Extracted from Ali Sina's autobiography

(From) The treacherous passage to enlightenment

AFTER bitter experience with the Quran I found myself traveling on a torturous road riddled with torments. I was kicked out of the blissful garden of ignorance, where all my questions were answered. There I did not have to think. All I had to do was believe. Now, the gates to that garden were closed to me forever. I had committed the unthinkable sin of thinking. I had eaten from the forbidden tree of knowledge, and my eyes had been opened. (Bible, Genesis 2:17). I could see the fallacy of it all and my own nakedness. I knew I would not be let into that paradise of oblivion again. Once you start thinking, you don't belong there anymore. I had only one way to go and that was forward. …
For the first time, the Internet has changed the balance of power. Now the brutal force of the guns, prisons and death squads are helpless and the pen is almighty. For the first time Muslims cannot stop the truth by killing its messenger. Now a great number of them are coming in contact with the truth and they feel helpless.
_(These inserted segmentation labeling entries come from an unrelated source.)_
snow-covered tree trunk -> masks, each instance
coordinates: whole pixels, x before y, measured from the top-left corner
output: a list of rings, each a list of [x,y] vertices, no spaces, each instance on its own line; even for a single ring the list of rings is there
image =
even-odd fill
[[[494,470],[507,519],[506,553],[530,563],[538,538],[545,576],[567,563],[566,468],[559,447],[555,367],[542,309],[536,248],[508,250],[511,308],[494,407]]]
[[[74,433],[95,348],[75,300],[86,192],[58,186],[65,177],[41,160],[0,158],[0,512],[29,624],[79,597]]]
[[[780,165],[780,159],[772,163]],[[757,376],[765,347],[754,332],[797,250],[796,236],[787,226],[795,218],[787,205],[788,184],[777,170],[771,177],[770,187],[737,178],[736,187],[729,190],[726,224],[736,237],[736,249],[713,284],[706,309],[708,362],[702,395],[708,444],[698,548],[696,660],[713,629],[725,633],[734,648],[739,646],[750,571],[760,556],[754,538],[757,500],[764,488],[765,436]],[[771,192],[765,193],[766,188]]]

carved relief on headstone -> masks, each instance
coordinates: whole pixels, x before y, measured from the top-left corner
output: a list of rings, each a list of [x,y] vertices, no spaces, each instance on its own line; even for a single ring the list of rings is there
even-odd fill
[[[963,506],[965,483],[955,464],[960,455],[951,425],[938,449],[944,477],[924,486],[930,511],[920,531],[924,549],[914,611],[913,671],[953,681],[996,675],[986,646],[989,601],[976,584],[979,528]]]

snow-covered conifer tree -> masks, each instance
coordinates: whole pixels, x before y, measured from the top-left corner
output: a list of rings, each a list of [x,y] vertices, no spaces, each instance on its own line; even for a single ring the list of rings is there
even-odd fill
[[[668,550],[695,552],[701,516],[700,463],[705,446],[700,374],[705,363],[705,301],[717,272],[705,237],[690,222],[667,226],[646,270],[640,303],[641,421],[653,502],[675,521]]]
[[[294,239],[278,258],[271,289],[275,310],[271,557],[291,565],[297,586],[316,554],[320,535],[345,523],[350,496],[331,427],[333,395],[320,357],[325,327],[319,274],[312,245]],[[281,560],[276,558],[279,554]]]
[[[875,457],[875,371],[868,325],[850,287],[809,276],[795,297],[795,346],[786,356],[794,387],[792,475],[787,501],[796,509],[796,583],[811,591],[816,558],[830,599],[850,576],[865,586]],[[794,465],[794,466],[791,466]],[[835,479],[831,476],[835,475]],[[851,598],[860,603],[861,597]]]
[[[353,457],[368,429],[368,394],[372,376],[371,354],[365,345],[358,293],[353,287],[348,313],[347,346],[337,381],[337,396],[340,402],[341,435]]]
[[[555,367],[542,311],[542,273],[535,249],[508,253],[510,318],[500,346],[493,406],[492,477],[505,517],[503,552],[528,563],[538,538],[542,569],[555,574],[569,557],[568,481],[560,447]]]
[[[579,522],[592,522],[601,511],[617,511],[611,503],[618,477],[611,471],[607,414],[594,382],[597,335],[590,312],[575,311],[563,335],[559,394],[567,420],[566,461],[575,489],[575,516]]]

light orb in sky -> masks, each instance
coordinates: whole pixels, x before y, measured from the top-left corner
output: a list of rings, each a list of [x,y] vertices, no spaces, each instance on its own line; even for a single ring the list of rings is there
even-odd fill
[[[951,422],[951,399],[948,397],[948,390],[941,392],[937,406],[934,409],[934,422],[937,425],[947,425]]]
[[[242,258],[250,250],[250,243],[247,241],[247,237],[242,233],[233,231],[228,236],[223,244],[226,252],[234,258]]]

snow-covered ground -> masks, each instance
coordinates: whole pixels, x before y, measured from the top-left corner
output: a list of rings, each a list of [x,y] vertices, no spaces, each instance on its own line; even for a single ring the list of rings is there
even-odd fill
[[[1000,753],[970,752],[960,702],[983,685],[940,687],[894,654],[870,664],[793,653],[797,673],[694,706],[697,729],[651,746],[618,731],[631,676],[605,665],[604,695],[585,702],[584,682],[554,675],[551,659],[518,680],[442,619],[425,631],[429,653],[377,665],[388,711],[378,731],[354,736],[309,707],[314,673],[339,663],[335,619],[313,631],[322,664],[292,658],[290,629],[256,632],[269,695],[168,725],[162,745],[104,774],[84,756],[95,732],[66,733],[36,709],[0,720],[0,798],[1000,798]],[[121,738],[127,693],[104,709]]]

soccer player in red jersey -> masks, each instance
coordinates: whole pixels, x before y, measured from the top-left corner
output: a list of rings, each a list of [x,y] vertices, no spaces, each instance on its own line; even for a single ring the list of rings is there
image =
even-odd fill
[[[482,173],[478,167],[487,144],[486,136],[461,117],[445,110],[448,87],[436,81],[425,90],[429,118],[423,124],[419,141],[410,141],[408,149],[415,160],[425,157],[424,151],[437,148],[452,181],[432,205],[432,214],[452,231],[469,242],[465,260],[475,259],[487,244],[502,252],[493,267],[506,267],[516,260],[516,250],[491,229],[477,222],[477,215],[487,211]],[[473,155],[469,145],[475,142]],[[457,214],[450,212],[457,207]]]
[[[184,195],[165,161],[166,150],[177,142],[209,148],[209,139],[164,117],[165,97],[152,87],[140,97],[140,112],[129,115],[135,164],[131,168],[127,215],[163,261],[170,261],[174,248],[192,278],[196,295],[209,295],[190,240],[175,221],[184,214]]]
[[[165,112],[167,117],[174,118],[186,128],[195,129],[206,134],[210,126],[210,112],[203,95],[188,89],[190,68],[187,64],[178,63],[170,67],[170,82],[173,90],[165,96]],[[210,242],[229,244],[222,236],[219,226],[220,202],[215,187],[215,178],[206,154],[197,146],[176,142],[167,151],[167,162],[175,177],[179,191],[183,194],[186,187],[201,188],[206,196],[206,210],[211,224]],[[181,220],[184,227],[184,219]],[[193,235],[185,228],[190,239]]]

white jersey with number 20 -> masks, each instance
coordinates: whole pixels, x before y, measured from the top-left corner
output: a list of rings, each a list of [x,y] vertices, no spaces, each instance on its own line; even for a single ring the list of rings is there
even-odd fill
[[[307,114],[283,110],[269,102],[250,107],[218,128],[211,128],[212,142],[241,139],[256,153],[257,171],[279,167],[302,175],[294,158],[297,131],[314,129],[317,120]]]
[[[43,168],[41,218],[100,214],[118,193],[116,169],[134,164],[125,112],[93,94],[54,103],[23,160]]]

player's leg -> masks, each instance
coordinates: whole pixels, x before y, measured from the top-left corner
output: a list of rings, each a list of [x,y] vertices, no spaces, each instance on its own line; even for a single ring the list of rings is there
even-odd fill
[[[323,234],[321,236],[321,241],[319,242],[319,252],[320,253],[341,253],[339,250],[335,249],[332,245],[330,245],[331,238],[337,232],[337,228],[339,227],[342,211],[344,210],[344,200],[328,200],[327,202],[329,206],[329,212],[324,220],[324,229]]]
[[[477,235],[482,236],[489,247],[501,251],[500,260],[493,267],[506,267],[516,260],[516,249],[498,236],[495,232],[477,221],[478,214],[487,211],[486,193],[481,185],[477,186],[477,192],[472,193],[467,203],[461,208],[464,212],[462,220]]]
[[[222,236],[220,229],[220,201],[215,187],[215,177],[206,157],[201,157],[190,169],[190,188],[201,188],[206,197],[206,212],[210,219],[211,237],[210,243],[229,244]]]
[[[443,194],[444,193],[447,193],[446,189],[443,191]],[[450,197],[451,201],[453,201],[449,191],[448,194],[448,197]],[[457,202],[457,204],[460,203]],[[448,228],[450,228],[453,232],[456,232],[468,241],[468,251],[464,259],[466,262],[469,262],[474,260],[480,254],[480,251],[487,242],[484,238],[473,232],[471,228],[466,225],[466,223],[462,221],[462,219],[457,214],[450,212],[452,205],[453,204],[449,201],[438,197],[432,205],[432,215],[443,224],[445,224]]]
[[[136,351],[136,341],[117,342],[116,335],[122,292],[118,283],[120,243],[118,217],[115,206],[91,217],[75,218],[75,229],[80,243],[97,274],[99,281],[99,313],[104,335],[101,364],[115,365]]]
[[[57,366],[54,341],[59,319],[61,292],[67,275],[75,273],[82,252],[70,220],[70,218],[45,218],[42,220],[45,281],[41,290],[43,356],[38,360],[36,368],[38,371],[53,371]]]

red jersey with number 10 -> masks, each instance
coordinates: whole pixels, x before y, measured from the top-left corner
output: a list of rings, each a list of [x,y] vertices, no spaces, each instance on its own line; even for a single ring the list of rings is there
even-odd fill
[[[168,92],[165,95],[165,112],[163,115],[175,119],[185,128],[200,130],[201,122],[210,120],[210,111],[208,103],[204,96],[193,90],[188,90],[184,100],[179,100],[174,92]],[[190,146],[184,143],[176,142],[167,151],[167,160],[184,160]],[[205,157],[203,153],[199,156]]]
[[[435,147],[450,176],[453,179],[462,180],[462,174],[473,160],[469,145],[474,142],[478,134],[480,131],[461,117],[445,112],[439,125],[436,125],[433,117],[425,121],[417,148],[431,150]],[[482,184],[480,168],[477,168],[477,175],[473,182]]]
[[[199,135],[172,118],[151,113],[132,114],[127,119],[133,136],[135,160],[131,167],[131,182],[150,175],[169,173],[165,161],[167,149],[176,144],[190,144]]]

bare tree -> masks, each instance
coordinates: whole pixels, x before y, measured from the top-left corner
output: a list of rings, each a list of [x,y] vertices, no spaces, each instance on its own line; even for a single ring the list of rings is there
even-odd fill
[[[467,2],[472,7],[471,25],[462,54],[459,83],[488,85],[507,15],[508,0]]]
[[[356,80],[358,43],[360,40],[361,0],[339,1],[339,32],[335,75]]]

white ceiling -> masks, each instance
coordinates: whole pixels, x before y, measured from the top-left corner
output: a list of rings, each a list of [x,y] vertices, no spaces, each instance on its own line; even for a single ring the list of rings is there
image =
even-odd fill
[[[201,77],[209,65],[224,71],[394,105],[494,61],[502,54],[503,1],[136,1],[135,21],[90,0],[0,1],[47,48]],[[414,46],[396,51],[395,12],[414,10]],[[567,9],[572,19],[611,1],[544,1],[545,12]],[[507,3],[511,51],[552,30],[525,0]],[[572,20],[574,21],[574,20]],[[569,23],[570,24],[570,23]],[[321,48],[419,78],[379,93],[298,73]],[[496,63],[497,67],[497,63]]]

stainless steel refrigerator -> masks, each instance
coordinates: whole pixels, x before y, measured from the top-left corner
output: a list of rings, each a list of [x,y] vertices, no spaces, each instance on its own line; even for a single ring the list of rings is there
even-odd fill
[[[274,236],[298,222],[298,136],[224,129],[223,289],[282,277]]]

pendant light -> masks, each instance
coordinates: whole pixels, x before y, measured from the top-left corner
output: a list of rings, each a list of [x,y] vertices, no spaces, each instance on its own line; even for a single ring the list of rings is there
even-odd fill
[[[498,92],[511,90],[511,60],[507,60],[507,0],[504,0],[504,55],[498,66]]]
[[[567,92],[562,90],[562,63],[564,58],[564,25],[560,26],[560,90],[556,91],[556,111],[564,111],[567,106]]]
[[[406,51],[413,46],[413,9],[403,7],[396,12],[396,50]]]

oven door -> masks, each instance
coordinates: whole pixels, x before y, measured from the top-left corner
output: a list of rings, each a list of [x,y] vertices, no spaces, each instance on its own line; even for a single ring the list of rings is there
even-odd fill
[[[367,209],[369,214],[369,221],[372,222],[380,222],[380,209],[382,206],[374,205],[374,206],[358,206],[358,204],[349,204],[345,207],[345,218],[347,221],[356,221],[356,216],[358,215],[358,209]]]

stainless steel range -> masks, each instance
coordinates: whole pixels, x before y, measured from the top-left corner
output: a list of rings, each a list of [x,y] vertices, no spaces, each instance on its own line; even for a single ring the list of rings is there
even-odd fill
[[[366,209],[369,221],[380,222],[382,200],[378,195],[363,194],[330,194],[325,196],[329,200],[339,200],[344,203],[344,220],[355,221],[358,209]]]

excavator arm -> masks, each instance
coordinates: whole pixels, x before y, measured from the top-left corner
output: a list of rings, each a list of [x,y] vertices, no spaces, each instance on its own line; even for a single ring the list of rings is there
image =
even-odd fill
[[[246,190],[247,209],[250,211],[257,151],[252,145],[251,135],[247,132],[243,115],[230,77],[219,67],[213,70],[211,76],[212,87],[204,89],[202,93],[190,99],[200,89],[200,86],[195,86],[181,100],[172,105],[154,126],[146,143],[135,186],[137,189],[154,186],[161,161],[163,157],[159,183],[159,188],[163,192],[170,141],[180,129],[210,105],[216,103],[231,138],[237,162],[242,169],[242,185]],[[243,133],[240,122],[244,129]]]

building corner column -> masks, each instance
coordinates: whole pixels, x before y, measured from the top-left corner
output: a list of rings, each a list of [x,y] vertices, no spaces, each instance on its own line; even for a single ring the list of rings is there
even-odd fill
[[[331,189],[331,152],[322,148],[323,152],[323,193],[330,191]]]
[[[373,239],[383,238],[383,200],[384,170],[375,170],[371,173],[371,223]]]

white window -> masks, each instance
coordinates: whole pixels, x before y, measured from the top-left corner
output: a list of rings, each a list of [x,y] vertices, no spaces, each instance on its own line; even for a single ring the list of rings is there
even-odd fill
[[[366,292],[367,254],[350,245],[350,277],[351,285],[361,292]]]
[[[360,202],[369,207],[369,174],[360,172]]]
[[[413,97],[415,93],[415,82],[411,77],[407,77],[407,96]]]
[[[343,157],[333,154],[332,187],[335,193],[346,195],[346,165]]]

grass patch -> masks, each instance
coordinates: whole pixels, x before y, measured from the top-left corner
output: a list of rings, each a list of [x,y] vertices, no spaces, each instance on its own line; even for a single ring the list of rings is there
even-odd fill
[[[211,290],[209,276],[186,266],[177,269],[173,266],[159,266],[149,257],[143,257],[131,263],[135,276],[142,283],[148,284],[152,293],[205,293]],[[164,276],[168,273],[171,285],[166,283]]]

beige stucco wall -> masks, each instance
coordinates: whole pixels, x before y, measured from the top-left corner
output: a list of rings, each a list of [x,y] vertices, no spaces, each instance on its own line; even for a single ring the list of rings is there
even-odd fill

They want to silence this voice, but they cannot. They want to kill the messenger, but they cannot. They try to ban the sites exposing their cherished beliefs, sometimes they succeed momentarily, but most of the time they don't. I created a site to educate Muslims about true Islam. I hosted it at Tripod.com. The Islamists forced Tripod to shut it down and they cowardly complied to appease them Muslims. I got my domain and the site was back again in a couple of weeks. So the old way of killing the apostates, burning their books and silencing them by terror does not work. They cannot stop people from reading. Even though my site is banned in Saudi Arabia, Emirates and many other Islamic countries, a great number of Muslims who never knew the truth about Islam are being exposed to the truth for the first time, and are shocked. …
Doubt is the greatest gift we can give to each other. It is the gift of enlightenment. Doubt will set us free, will advance knowledge, and will unravel the mysteries of this universe. Faith will keep us ignorant.
One of hurdles we have to overcome is the hurdle of tradition and false values imposed on us by thousands of years of religious upbringing. The world still values faith and considers doubt as the sign of weakness. People talk of men of faith with respect and disdain men of little faith. We are screwed up in our values. The word faith means belief without evidence; gullibility also means belief without evidence. Therefore there is no glory in faithfulness. Faithfulness means gullibility, credulity, susceptibility and easy to fleece. How can one be proud of such qualities?
Doubt on the other hand means the reverse of the above. It means being capable of thinking independently, of questioning, and of being a skeptic. We owe our science and our modern civilization to men and women who doubted, not to those who believed. Those who doubted were the pioneers; they were the leaders of thought. They were philosophers, inventors, and discoverers. Those who believed lived and died as followers, made little or no contribution to the advancement of science and human understanding.